OK, guitar geek-out warning....
They're not the stock RI pickups, which frankly bore only physical resemblance to the Wide-Range pickups that came in the original '72 Thinline. Those used individual threaded rod CuNiFe magnets rather than the typical humbucker construction with a bar magnet under steel pole pieces, and were known for their great clarity & string definition. The RI pickups, on the other hand, are basically just standard humbuckers in the Fender WR casing.
The original owner had the RI pickups upgraded by a pickup builder named Curtis Novak, who basically replaced the "guts" of the pickups with threaded rod magnets wound to the original Fender specs.
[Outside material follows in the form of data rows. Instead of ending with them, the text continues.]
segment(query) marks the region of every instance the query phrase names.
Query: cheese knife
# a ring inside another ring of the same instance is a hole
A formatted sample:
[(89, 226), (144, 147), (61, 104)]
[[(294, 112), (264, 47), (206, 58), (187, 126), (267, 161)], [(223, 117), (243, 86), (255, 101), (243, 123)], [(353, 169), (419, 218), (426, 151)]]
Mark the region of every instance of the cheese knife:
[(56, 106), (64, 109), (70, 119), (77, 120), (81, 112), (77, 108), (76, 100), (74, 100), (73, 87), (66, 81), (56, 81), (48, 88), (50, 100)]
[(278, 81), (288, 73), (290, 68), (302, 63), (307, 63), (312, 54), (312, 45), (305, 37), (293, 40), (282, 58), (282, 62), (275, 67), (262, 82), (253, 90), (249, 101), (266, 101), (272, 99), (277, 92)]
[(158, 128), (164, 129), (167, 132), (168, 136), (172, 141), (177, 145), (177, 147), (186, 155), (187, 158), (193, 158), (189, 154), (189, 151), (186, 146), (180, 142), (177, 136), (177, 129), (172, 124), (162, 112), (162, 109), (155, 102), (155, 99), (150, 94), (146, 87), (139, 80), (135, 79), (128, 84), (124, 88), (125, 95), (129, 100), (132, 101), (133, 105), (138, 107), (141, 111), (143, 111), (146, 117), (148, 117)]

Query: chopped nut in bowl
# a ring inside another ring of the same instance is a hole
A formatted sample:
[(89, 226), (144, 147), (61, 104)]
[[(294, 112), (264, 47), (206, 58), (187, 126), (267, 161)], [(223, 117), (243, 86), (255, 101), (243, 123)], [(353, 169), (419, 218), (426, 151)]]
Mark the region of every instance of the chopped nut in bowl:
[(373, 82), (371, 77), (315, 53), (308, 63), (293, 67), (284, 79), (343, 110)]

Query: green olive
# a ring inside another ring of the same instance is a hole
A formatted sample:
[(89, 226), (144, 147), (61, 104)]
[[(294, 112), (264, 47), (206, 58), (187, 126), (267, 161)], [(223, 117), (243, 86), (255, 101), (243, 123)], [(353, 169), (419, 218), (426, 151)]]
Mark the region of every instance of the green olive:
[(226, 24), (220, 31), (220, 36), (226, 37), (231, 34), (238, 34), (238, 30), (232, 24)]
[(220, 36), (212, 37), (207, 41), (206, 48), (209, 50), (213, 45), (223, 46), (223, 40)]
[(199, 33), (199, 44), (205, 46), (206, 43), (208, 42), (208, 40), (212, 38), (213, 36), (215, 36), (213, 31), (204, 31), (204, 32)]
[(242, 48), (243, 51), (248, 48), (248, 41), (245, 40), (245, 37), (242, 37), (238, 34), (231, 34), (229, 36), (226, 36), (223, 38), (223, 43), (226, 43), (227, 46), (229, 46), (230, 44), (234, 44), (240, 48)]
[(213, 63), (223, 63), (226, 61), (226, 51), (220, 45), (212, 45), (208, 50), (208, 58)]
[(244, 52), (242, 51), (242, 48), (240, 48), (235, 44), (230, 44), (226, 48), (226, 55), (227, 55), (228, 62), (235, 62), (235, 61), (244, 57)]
You can read about his Wide-Range humbucker replacements HERE. I contacted Curtis and provided him with some photos of the pickups, and he confirmed that they are some of his earliest conversions. I also took one to work, where we had a portable X-ray fluorescence analyzer for positively identifying metals and alloys (a necessary tool when building high precision industrial machinery). I was able to determine that the pole pieces were a permanent magnetic alloy of iron, chromium and cobalt (FeCrCo)--apparently, this alloy is easier to obtain than CuNiFE, while still being easy to machine.
In any case, they sound great, and definitely have the clarity and brightness that the originals were known for. They sound somewhere between a humbucker and the classic Fender single coil tone. I own nothing else that sounds like them.